Au fil des ans, Paul Desmarais a investi une petite fortune à Sagard, «trop d’argent», soupire-t-il en me confiant qu’il a renoncé à y construire le château pour lequel il a fait aplanir une montagne et dont la maquette s’empoussière dans un des nombreux entrepôts de la propriété. Il vient quand même de faire ériger, sur le plus haut sommet de son domaine, une statue – baptisée Notre-Dame de Laforest par le curé de la paroisse Saint-Isidore de Sagard – et prévoit faire construire une petite chapelle.

«Terrain privé. Défense de circuler», indique une pancarte grossièrement peinte à la main. Sur l’étroite route qui serpente dans une coulée de bouleaux et d’épinettes, des panneaux limitent la vitesse à 50 km/h. Au détour du chemin, une immense porte d’acier arrête le promeneur indiscret Mais étant donné que la visite de l’équipe de L’actualité est annoncée par le propriétaire lui-même, elle s’ouvre soudain, comme par magie.

À l’embranchement, deux chemins mènent au bâtiment principal, le «pavillon de chasse»: l’un conduit aux entrées de service réservées aux livreurs et aux camionnettes qui transportent les bagages. L’autre, destiné aux limousines des invités, contourne un vaste champ où paradent des faisans, puis s’élève vers une colline pour mieux faire découvrir la majestueuse silhouette de cet immense pavillon carré doté d’une cour intérieure, et dont les murs de pin et les toits de bardeaux de cèdre rappellent l’architecture des établissements de villégiature de Charlevoix. À chaque extrémité, deux grands drapeaux du Canada et du Québec claquent au vent.

Dans une aile de deux niveaux se trouvent une dizaine de chambres à coucher, deux salles à manger et deux salons, une bibliothèque. Au sous-sol, on trouve l’armurerie, les penderies où on garde les costumes de chasse au faisan, les buanderies et les dépendances où s’agitent femmes de chambre et marmitons. En hiver, les invités accèdent à la longue piscine chauffée et aux salles d’exercice par un couloir vitré d’où on aperçoit une serre remplie d’azalées en fleurs et de fines herbes pour les cuisines.

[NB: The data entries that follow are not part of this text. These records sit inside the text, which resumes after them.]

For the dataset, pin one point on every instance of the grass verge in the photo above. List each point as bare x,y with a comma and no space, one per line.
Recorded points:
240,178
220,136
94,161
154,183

C’est là que Paul Desmarais se remet d’un pontage coronarien en faisant une heure de tapis roulant par jour.

Deux autres ailes abritant des entrepôts, des garages et les quartiers de la demi-douzaine d’employés qui y résident en permanence complètent le bâtiment, percé d’arches assez grandes pour laisser passer la Cadillac 1906 que préfère George Bush, la Rolls-Royce que Trudeau aimait tant conduire et le véhicule d’incendie que Paul Desmarais a dû acheter pour protéger sa propriété!

Plus loin dans la montagne, le couple Desmarais s’est fait construire Le Petit Bonheur, un manoir où seuls quelques rares privilégiés sont invités. Puis il y a La Gaminerie, une cabane de rondins sans électricité où les enfants passent parfois la nuit en compagnie d’un guide. C’est là, au bord du lac Chicot, que Paul Desmarais aime se retirer avec ses petits-enfants, leur montrant à pêcher la truite. Mme Desmarais s’installe pendant de longues heures dans le belvédère, face au plus grand lac de la propriété, le McLagan, occupée à lire ou à fredonner les mélodies des chansons qu’elle interprète le soir pour ses invités, en duo avec Robert Charlebois. (L’auteur Peter C. Newman –The Canadian Establishment – raconte qu’elle a enregistré plusieurs disques avec un orchestre de 12 musiciens, et que sa voix rappelle un peu celles d’Ella Fitzgerald et d’Édith Piaf.)